Es ging mir jetzt um die Städte, die global von Bedeutung sind, also auch international relevant. Das Deutschland nicht nur aus diesen Städten besteht ist klar. Nur wie willst du das ins Spiel bringen. Einfach die Möglichkeit mehr Städte zu gründen wäre zwar ne Möglichkeit, aber wie soll "entschieden" werden, welche Städte riesig und von großer Bedeutung werden und welche "nur" von geringerer, nationaler Bedeutung sind?

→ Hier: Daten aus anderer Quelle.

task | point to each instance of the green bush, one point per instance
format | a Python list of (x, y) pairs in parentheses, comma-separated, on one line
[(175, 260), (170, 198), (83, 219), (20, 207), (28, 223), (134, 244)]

Wie sich eine Stadt entwickelt, hängt ja vor allem davon ab, wo sie steht, also welche Felder sie bearbeiten kann. Es wäre aber nun mal nicht genug Platz auf der Karte, um selbst, überm Daumen gepeilt, 15 Städte(5 "wichtige" und 10 "unwichtige") zu gründen. Also müsste man entweder das jetzige Stadtkonzept und damit wohl DAS Kernkonzept von Civ stark verändern oder die Maps auf eine gewaltige Größe anschwellen lassen. Darf man dann noch unlimitiert Städte erobern, also gliedert man sagen wir mal 2 Civs mit ebenso vielen Städten ein, möchte ich gar nicht wissen, was das für ein abnormales MM das mit sich bringen würde.

Mal ganz abgesehen davon, dass kleinere Städte ja durch Gemeinden repräsentiert werden, wenn man so will.
Zuletzt geändert von =paradoX= am 19.09.2010 18:58, insgesamt 1-mal geändert.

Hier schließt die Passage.